J'ai fait ma première et ma terminale STI au lycée Colbert de Tourcoing. Les profs nous ont tout de suite parlé de la prépa. Nous nous motivions pour être les meilleurs, dans l'idée d'intégrer cette classe. On allait voir les élèves qui étaient déjà en prépa, c'était facile en étant dans le même établissement ! Nous étions six à postuler. Finalement, trois élèves ont été acceptés. Pour ma part, j'ai intégré Polytech'Lille.

Il y a un gros problème d'orientation en classe de troisième »

Martial Blervacque

Martial Blervacque, 21 ans
© Photo de Sylvain Marcelli

Quand j'étais au collège, je travaillais pendant les vacances avec mon père, artisan électricien. Je me suis aperçu que beaucoup de chefs de chantier méprisaient les ouvriers, sans connaître ce métier. Pour ne pas tomber dans le même travers, je voulais absolument acquérir un bagage professionnel avant de suivre des études d'ingénieur. Je me suis donc orienté vers un BEP électrotechnique. J'ai dû batailler avec le proviseur pour pouvoir m'inscrire : il ne comprenait pas pourquoi, alors que j'avais de bons résultats, je voulais m'orienter vers cette filière. Pour lui, le BEP était réservé aux élèves qui ont huit de moyenne. Je crois qu'il y a un gros problème d'orientation en classe de troisième.

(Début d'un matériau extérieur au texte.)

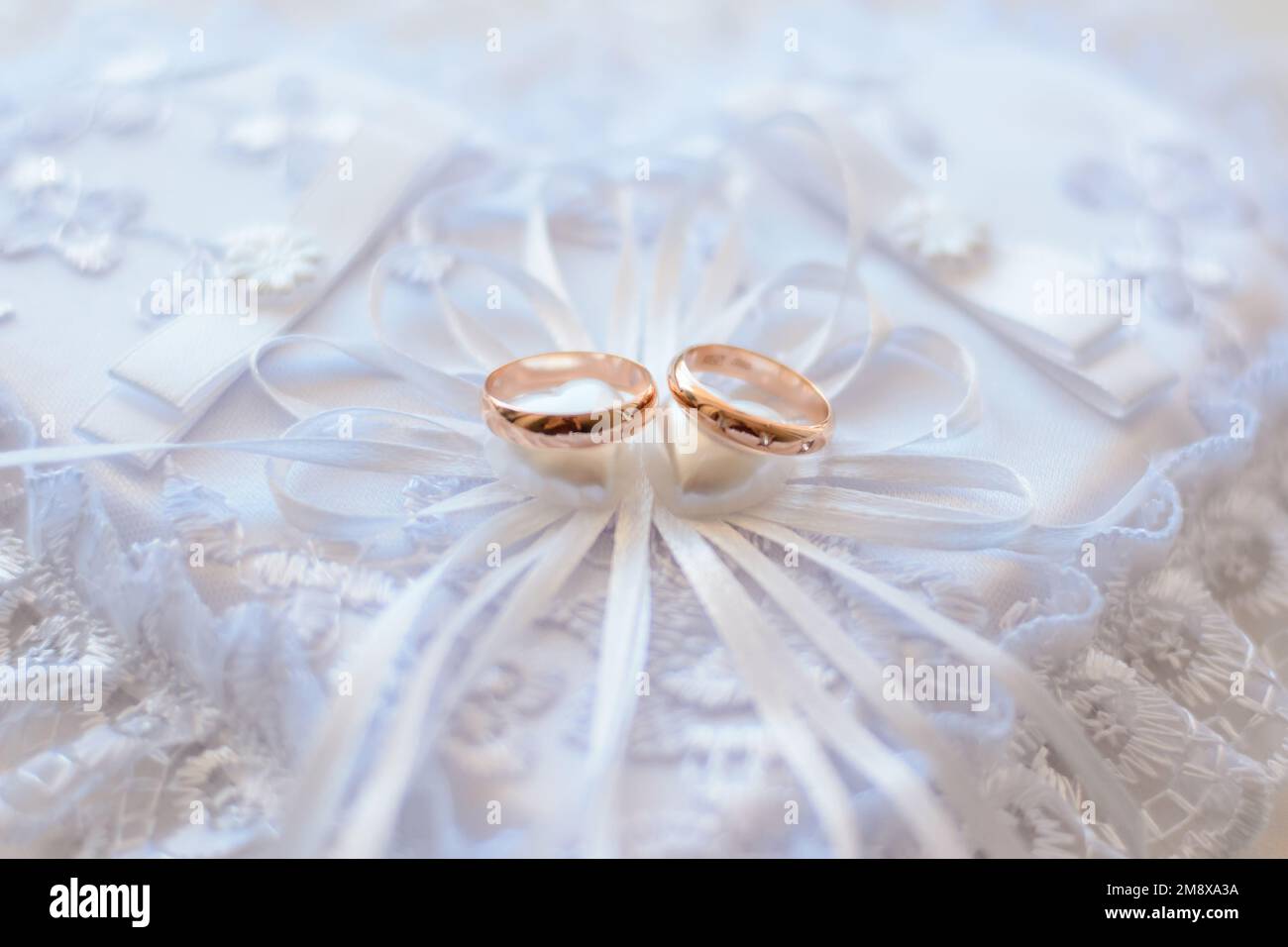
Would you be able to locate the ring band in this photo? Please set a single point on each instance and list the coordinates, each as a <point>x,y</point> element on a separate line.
<point>610,424</point>
<point>742,428</point>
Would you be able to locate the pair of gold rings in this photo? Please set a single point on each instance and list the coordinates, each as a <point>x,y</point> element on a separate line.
<point>743,428</point>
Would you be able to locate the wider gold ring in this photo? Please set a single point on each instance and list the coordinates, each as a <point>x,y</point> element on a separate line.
<point>612,424</point>
<point>751,432</point>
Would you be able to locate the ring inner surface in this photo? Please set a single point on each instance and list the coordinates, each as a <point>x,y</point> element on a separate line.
<point>552,369</point>
<point>776,385</point>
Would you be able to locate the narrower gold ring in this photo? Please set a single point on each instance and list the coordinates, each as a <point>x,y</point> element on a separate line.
<point>743,429</point>
<point>612,424</point>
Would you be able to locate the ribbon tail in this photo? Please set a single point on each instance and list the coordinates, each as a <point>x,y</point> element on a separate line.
<point>623,648</point>
<point>1064,733</point>
<point>329,766</point>
<point>374,814</point>
<point>987,830</point>
<point>725,602</point>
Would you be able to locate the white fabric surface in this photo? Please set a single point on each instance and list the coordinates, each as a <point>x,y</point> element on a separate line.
<point>218,699</point>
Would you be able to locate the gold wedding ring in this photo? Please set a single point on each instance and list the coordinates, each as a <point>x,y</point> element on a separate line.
<point>612,424</point>
<point>793,393</point>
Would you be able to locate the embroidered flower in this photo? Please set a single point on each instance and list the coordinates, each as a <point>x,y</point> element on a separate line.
<point>278,258</point>
<point>1171,633</point>
<point>1240,543</point>
<point>928,230</point>
<point>48,210</point>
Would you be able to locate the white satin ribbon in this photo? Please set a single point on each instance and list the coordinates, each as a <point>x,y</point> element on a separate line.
<point>171,377</point>
<point>1087,355</point>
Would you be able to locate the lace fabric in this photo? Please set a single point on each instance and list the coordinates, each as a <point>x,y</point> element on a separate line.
<point>1162,634</point>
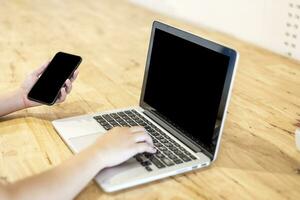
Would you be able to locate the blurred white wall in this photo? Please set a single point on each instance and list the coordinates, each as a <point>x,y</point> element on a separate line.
<point>272,24</point>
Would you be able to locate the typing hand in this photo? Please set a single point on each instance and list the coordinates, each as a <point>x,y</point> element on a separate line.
<point>120,144</point>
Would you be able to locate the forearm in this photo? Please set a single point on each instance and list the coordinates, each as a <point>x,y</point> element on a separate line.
<point>11,102</point>
<point>62,182</point>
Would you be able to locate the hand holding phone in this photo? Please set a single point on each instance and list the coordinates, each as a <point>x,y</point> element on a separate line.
<point>47,88</point>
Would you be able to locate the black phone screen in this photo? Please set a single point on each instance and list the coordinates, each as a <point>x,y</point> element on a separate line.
<point>47,89</point>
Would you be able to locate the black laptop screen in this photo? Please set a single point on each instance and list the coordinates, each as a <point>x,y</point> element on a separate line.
<point>184,85</point>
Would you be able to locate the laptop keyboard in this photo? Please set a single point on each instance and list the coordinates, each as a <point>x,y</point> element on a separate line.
<point>168,153</point>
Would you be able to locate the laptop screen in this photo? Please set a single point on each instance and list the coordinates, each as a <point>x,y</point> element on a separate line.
<point>184,85</point>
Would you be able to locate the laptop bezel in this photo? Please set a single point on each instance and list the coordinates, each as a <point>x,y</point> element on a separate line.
<point>231,53</point>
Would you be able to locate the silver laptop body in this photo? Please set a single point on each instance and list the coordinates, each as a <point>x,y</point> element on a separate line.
<point>182,108</point>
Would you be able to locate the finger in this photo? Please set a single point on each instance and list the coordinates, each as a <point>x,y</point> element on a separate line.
<point>41,69</point>
<point>143,147</point>
<point>143,137</point>
<point>75,74</point>
<point>68,86</point>
<point>63,95</point>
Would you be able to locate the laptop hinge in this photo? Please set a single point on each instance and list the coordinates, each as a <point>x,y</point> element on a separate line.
<point>177,133</point>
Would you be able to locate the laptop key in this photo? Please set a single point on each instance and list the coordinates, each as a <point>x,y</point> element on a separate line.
<point>157,163</point>
<point>148,168</point>
<point>185,158</point>
<point>167,161</point>
<point>107,127</point>
<point>177,161</point>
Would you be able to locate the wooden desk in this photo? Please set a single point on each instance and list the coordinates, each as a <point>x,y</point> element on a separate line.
<point>258,158</point>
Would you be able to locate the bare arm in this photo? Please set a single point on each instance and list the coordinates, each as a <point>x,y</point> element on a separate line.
<point>69,178</point>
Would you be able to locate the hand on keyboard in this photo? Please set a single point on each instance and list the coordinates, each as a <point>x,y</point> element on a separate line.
<point>121,143</point>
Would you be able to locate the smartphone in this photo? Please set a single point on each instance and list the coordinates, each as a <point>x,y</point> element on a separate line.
<point>47,88</point>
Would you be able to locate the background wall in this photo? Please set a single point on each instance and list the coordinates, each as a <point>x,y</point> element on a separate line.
<point>272,24</point>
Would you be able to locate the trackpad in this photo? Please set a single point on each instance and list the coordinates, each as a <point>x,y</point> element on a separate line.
<point>79,143</point>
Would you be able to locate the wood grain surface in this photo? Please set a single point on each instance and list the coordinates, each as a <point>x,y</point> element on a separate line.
<point>258,158</point>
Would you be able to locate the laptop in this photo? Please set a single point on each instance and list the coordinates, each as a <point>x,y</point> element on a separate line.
<point>184,98</point>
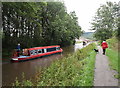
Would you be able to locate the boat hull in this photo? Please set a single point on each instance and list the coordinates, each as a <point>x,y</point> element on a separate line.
<point>19,59</point>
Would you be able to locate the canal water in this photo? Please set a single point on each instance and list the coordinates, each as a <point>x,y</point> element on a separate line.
<point>12,70</point>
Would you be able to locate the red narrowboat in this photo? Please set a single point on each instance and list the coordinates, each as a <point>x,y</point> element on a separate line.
<point>36,52</point>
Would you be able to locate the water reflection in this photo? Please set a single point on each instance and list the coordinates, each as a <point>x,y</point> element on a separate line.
<point>12,70</point>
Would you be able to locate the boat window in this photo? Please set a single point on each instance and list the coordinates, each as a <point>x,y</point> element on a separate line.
<point>57,48</point>
<point>39,51</point>
<point>51,49</point>
<point>33,52</point>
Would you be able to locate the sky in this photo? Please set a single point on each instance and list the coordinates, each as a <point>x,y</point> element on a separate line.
<point>85,10</point>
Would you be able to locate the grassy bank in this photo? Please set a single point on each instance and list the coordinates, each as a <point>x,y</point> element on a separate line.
<point>74,70</point>
<point>113,54</point>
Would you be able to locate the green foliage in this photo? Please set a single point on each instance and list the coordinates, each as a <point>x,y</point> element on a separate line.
<point>74,70</point>
<point>35,24</point>
<point>113,54</point>
<point>106,21</point>
<point>88,35</point>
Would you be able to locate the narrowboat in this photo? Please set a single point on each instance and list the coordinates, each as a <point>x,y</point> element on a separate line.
<point>36,52</point>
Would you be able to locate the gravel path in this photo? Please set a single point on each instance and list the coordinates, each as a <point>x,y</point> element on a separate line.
<point>103,76</point>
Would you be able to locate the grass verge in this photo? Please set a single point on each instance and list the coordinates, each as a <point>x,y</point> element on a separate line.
<point>113,53</point>
<point>74,70</point>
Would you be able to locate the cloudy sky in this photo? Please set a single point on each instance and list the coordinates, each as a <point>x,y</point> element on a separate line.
<point>85,10</point>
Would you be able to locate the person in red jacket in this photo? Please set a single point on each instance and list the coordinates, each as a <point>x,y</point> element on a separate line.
<point>104,46</point>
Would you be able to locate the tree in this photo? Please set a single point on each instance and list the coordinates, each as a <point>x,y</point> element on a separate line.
<point>105,21</point>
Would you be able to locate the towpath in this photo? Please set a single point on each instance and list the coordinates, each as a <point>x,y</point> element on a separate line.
<point>103,76</point>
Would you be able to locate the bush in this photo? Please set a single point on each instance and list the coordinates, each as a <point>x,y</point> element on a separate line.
<point>69,71</point>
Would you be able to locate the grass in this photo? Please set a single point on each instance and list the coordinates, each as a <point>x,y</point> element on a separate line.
<point>113,54</point>
<point>74,70</point>
<point>113,58</point>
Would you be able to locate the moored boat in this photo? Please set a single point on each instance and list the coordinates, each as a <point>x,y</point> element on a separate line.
<point>36,52</point>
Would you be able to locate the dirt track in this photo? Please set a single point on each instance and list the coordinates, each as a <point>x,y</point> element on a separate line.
<point>104,76</point>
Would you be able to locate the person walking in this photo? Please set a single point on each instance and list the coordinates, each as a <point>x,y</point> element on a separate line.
<point>104,46</point>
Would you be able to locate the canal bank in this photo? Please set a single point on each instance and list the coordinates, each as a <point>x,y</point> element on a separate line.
<point>12,70</point>
<point>75,70</point>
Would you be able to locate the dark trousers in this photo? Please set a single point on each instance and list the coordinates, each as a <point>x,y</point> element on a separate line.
<point>104,51</point>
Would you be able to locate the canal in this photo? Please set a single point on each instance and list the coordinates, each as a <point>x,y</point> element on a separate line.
<point>12,70</point>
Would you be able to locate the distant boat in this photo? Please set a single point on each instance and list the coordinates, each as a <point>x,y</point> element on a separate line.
<point>36,52</point>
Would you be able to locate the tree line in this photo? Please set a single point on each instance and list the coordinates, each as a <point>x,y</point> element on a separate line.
<point>35,24</point>
<point>106,22</point>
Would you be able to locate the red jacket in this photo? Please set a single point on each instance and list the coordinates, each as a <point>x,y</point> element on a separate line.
<point>104,45</point>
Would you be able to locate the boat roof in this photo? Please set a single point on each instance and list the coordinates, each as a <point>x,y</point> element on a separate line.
<point>36,48</point>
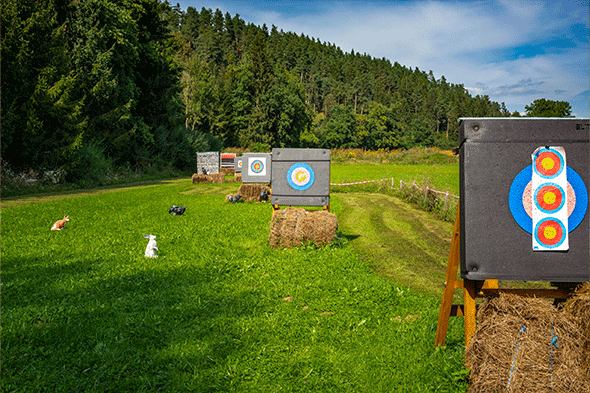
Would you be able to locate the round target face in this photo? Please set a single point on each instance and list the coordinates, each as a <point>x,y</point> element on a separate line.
<point>550,232</point>
<point>549,198</point>
<point>257,166</point>
<point>300,176</point>
<point>520,196</point>
<point>548,163</point>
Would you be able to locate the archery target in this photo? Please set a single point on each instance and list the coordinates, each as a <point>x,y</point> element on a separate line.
<point>548,162</point>
<point>550,233</point>
<point>300,176</point>
<point>521,199</point>
<point>257,166</point>
<point>550,198</point>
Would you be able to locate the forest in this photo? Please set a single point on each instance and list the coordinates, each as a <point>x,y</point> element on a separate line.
<point>92,86</point>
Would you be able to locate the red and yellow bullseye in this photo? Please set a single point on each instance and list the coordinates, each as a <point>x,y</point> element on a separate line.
<point>550,198</point>
<point>549,232</point>
<point>548,163</point>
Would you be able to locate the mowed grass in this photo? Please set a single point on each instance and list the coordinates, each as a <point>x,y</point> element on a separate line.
<point>442,177</point>
<point>218,311</point>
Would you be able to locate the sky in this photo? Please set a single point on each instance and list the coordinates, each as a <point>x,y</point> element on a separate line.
<point>514,51</point>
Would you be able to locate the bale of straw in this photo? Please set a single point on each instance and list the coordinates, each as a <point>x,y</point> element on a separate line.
<point>293,227</point>
<point>579,307</point>
<point>251,192</point>
<point>200,178</point>
<point>512,351</point>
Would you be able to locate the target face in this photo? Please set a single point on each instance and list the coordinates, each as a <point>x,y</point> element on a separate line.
<point>548,163</point>
<point>300,176</point>
<point>550,198</point>
<point>521,199</point>
<point>550,233</point>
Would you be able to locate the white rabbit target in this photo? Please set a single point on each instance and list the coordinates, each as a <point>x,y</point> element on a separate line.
<point>151,247</point>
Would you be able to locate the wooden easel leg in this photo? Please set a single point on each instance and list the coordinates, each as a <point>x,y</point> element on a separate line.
<point>446,304</point>
<point>471,288</point>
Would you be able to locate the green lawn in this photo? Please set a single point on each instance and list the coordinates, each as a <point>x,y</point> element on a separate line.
<point>442,177</point>
<point>219,310</point>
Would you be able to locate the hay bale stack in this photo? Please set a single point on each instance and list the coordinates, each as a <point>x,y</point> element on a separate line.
<point>504,356</point>
<point>200,178</point>
<point>251,192</point>
<point>579,307</point>
<point>293,227</point>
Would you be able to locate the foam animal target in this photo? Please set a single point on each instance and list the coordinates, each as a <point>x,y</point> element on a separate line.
<point>548,199</point>
<point>300,176</point>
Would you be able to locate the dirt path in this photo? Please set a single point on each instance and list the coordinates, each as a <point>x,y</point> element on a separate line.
<point>398,241</point>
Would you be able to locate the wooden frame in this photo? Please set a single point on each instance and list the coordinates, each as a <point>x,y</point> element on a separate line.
<point>473,290</point>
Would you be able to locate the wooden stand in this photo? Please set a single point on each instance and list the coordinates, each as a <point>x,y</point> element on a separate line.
<point>472,290</point>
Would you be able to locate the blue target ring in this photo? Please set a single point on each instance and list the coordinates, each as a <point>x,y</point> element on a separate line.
<point>300,176</point>
<point>524,220</point>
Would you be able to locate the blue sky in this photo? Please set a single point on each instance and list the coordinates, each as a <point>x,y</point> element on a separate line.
<point>515,51</point>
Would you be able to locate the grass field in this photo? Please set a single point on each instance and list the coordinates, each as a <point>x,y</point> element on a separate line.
<point>443,177</point>
<point>219,310</point>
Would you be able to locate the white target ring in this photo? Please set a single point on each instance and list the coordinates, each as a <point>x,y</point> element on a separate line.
<point>300,176</point>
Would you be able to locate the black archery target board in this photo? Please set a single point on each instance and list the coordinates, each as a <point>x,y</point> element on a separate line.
<point>256,167</point>
<point>300,177</point>
<point>524,199</point>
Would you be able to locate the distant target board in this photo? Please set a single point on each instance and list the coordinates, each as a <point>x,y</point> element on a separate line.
<point>300,177</point>
<point>256,168</point>
<point>237,164</point>
<point>524,199</point>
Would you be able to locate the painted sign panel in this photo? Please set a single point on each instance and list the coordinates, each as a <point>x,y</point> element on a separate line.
<point>208,162</point>
<point>237,164</point>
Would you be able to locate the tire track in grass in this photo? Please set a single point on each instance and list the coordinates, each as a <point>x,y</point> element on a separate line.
<point>398,241</point>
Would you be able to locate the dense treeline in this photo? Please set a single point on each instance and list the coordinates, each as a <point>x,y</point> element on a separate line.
<point>248,85</point>
<point>89,86</point>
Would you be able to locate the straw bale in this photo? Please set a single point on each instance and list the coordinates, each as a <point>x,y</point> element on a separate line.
<point>504,358</point>
<point>579,307</point>
<point>293,227</point>
<point>200,178</point>
<point>251,192</point>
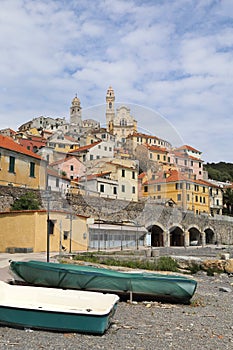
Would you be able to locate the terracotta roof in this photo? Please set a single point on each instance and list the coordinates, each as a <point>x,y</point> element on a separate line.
<point>138,134</point>
<point>53,172</point>
<point>8,143</point>
<point>63,160</point>
<point>156,148</point>
<point>69,138</point>
<point>186,156</point>
<point>142,175</point>
<point>85,148</point>
<point>189,148</point>
<point>174,176</point>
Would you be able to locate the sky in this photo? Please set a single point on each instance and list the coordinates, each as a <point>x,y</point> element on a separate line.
<point>170,61</point>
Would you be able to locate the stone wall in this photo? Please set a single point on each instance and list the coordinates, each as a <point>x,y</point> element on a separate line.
<point>145,213</point>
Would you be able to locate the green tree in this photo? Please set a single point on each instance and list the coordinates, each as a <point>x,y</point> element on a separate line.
<point>27,201</point>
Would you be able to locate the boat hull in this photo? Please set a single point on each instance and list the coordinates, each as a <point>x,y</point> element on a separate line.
<point>162,287</point>
<point>43,313</point>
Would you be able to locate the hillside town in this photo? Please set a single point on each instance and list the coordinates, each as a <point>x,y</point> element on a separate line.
<point>116,163</point>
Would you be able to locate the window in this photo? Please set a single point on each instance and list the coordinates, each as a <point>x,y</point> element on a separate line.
<point>32,169</point>
<point>12,164</point>
<point>51,227</point>
<point>178,186</point>
<point>65,235</point>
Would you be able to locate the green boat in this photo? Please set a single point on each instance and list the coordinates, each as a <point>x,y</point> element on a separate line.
<point>56,309</point>
<point>134,285</point>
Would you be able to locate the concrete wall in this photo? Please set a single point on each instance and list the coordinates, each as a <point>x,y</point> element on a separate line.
<point>28,229</point>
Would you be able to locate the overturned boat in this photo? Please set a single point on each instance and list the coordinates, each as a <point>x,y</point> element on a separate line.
<point>134,285</point>
<point>56,309</point>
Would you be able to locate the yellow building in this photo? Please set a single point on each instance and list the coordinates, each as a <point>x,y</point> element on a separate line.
<point>19,166</point>
<point>137,138</point>
<point>187,193</point>
<point>28,230</point>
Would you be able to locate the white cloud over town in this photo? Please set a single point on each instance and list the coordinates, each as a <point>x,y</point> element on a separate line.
<point>172,57</point>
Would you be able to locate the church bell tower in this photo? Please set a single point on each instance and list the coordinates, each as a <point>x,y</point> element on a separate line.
<point>76,112</point>
<point>110,108</point>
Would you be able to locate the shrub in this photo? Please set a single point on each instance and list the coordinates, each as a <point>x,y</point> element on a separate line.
<point>27,201</point>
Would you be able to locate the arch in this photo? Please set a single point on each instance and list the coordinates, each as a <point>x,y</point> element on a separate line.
<point>157,239</point>
<point>195,237</point>
<point>176,236</point>
<point>210,237</point>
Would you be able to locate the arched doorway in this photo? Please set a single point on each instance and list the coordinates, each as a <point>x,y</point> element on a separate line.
<point>156,236</point>
<point>210,237</point>
<point>194,236</point>
<point>176,237</point>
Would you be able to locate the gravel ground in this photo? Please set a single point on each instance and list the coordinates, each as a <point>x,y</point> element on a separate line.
<point>204,324</point>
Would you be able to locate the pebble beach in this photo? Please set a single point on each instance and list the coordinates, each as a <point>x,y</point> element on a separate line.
<point>207,323</point>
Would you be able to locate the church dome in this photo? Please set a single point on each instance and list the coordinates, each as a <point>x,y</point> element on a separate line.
<point>75,101</point>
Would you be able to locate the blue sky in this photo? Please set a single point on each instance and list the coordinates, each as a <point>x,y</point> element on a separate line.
<point>174,59</point>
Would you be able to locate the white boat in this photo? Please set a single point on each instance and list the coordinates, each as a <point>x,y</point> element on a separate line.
<point>56,309</point>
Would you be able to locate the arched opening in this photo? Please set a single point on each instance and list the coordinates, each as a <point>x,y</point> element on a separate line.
<point>156,236</point>
<point>210,237</point>
<point>176,237</point>
<point>194,236</point>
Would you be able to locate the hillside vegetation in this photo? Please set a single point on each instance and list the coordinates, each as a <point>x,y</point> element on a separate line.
<point>220,171</point>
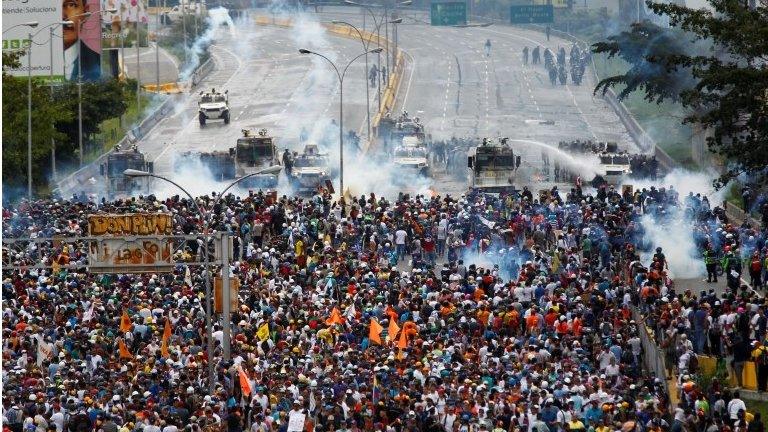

En terminale, j'ai appris l'existence de la prépa TSI par mon prof de physique. On était en mars et on peut dire que l'information n'est pas arrivée rapidement... Je suis certain que d'autres élèves de ma classe auraient été capables d'aller en prépa. Mais les profs, jugeant que c'était trop dur pour eux, ont préféré les orienter vers le BTS. Pour que je puisse entrer au lycée Colbert, j'ai dû me battre. Ca a été la croix et la bannière pour faire signer mon dossier de demande d'admission !

Pourtant, en prépa, les profs font tout pour que l'on réussisse, ils passent autant de nuits blanches que nous ! Et, à la différence des prépas parisiennes, les élèves ne se font pas la guerre. Si c'était à refaire, je resigne ! Les conditions de travail sont excellentes. Après avoir passé les concours Centrale et CCP (concours commun Polytechnique), j'ai obtenu mon premier vœu, je suis entré aux Mines de Paris.

Depuis la rentrée, je sens toujours une différence avec les autres élèves. Ils ne sont pas comme moi. Il y a un décalage total. Les filles s'habillent par exemple chez Chanel ou chez Dior. Je suis halluciné par le budget accordé aux associations étudiantes. C'est un autre monde. Par ailleurs, j'ai un côté plus terre-à-terre, j'ai gardé des raisonnements de gars de chantier ! Alors que la plupart des étudiants n'ont étudié que les maths et la physique, je sais monter et démonter un moteur de voiture. J'ai un gros avantage technique sur eux. En revanche, je dois bosser pour rattraper leur niveau dans les matières scientifiques.